Hurra for Andersens! (Hurrah for the Andersens!) is a 1966 Norwegian romantic comedy film directed by Knut Andersen. It stars Arve Opsahl, Aud Schønemann, Rolv Wesenlund, and Elsa Lystad. The film is based on Sigbjørn Hølmebakk's novel of the same name.

==Plot==
Father and mother Andersen and their four children live in a closed country store on the outskirts of Oslo. They are thriving there, but many of the neighbors that live in the modern townhouse are outraged by the Andersen family and their lack of respect for the community's rules of order. The district committee chairman Alf Hermansen (Rolv Wesenlund) and neighbor Salvesen (Elsa Lystad) have had many pleasant times together over the years around the shared indignation they feel for the Andersen family. Matters do not improve when the Andersens win a large amount in betting and people find out that they are getting married. They therefore invite all the neighbors to the wedding party, but complications arise when they schedule it on the same date as the district committee's five-year anniversary. People in the housing association therefore start to form camps. The housing association's leader hires professional musicians in an attempt to sabotage the Andersens' event. Despite the strife, everything ends with a large wedding and peace and reconciliation.

==Reception==
The film was well received by reviewers. The newspapers Dagbladet, Aftenposten, and Verdens Gang gave it four stars out of six, and Dagsavisen gave it three.

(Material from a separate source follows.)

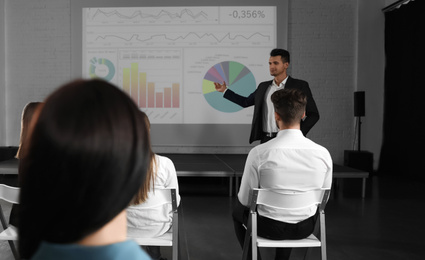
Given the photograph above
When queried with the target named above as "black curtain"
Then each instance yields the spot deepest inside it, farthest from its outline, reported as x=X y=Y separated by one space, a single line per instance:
x=403 y=147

NRK wrote in connection with a broadcast of the film in 2003 that "Arve Opsahl and Aud Schønemann score high as a couple team in this film, with a screenplay by Sigbjørn Hølmebakk. So do Rolv Wesenlund and Elsa Lystad as the neighborhood's prestige seekers." The paper further wrote: "Hurra for Andersens! is definitely related to predecessors such as Støv på hjernen and Sønner av Norge."

==Music==
The film contains a live musical performance by the Norwegian blues group Public Enemies. Wenche Sandnæs performs the song "Hurra for Andersens," composed by Egil Monn-Iversen and with lyrics by Alfred Næss. It was released on the single Nor-Disc NOR 146. The song was also released on the compilation album Norske filmklassikere (Norwegian Film Classics) by PolyGram in 1993.

Arve Opsahl performs the song "Carl Alfred Andersens vuggevise" (Carl Alfred Andersen's Lullaby), composed by Egil Monn-Iversen and with lyrics by Alfred Næss. The song was also released on the single Nor-Disc NOR 146.